When President Donald Trump decided to pull out of the Paris climate agreement in June, the United States joined the only two countries of the 197 nations in the U.N. Framework Convention on Climate Change that declined to sign the 2015 accord: Syria, which has been embroiled in a full-scale civil war for six years; and Nicaragua, as its leaders felt the pact was not strong enough to fight climate change.

But now, Nicaraguan President Daniel Ortega said his country will sign the agreement “soon,” Managua-based TV station 100% Noticias reports.

Ortega said on state TV that Nicaragua will join the global action plan to limit temperature rise to well below 2°C to avoid dangerous climate change.

He is doing so out of “solidarity” with countries that are the “first victims” to the effects of climate change and are the most vulnerable to climate-related natural disasters, including countries in Africa, Asia, Latin America and the Caribbean.
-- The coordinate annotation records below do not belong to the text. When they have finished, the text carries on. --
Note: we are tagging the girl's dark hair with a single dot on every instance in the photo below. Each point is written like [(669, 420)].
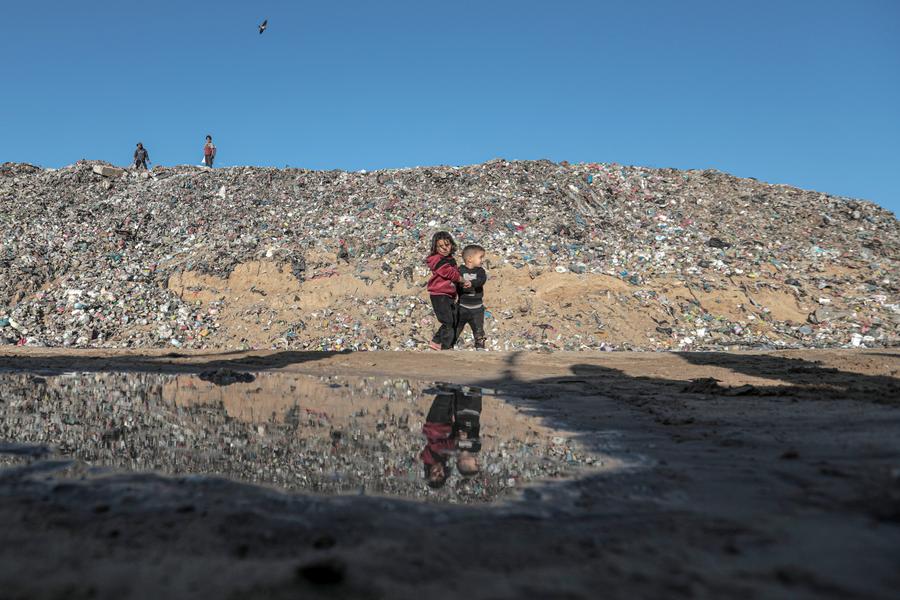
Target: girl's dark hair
[(436, 484), (442, 235)]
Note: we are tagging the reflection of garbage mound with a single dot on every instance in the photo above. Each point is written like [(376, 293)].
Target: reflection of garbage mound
[(226, 377), (584, 256), (325, 435)]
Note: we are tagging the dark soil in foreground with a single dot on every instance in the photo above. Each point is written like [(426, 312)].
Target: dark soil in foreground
[(743, 475)]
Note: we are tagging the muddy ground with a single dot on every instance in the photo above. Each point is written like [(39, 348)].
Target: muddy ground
[(749, 475)]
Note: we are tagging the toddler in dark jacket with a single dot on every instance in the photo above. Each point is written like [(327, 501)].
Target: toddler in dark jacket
[(471, 294)]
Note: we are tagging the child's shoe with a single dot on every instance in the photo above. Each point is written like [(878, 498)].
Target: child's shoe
[(467, 464)]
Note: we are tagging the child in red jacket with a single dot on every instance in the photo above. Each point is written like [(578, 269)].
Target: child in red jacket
[(442, 288)]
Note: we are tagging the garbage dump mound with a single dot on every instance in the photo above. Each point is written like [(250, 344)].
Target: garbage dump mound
[(580, 257)]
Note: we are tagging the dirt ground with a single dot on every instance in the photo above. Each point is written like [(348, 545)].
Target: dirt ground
[(769, 475)]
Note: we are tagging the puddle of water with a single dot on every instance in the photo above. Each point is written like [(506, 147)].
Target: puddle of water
[(329, 435)]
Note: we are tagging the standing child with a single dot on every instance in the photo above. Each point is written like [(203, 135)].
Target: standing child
[(209, 152), (442, 288), (471, 297), (141, 157)]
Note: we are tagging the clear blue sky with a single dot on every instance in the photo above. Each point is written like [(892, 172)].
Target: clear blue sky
[(805, 92)]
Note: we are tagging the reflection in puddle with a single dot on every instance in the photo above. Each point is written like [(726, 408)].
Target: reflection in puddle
[(315, 434)]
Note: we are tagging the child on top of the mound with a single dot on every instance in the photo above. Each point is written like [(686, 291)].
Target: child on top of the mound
[(471, 297), (442, 288)]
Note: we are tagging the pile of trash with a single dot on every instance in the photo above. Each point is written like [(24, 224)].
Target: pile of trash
[(580, 256)]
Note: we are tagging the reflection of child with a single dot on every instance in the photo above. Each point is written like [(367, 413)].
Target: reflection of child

As Quartz points out, Ortega’s move leaves Trump in a two-member club with Syrian president Bashar al-Assad, one of the world’s most brutal dictators.

Some mixed signals about Trump’s Paris withdrawal arose last week, but a White House official said Monday: “Consistent with the President’s announcement in June, we are withdrawing from the Paris Agreement unless we can reengage on terms more favorable to the United States.”